Before I knew it, I was enjoying the rentals so much that one night, one of the characters began to sing! It was then that I knew I needed help for, although I read music and am happy to sing and play it, I do not compose it. Since this was my first real rodeo, I had no idea where to begin. After much stumbling around in the world of composers, I decided that perhaps I should seek a novice, like myself. So I did. I invited my friend Bridget Zeringue out for coffee and presented the idea, along with a copy of the script, to her. A few days later, she contacted me to accept the challenge, but with one condition. She wanted her husband Drew Zeringue to be a part of this effort for, you see, he is quite the guitarist. Yeah, yeah. I knew that already. So off we went on this journey of making a musical. I would hand off lyrics to Bridget and Drew, along with bad cell phone recordings of me singing melodies I envisioned for the songs, and they would return a few weeks later with notes on pages. Over home made chili (thank you, Bridget) and wine, we would polish them, together. Sometimes we would meet at my house over crawfish etoufee. I think the food really helped. Something about breaking bread together pulls humans toward each other.

Once the tunes and the words were all happily married, Bridget announced that we now needed an arranger. That is the person who arranges all those notes for different instruments and voices. No problem though, because she had someone in mind. His name was Shane Zeringue. No relation. (Really? In Louisiana? Want to bet?) So we ushered Shane into our fold and cut him loose with the songs. He brought them to new heights, adding ebbs and flows to the tempos and the swells. He tailored the songs for instruments and voices so that they became one big happy family. Truly, Shane brought all of our efforts together and tied them up in a bow.
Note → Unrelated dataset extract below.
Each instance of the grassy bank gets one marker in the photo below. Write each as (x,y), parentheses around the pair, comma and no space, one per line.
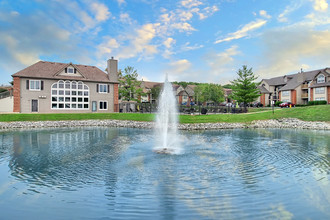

Together, the four of us are an odd match. At least I am to them. You see, we are of different generations, them and me. Technically, they could be my children. For many collaborative teams, this could be a problem, but for us it all seemed to work out just fine. I bring to the table years of living and stepping over things along the way. They bring a freshness, a youthfulness to the whole process and product. All four of us bring a love for the project. I am grateful for the Zeringue Gang, for they have enriched my story and walked beside me as we all learned how to collaborate. They are the best. And did I mention that two of the three of them are not even related…as far as we know?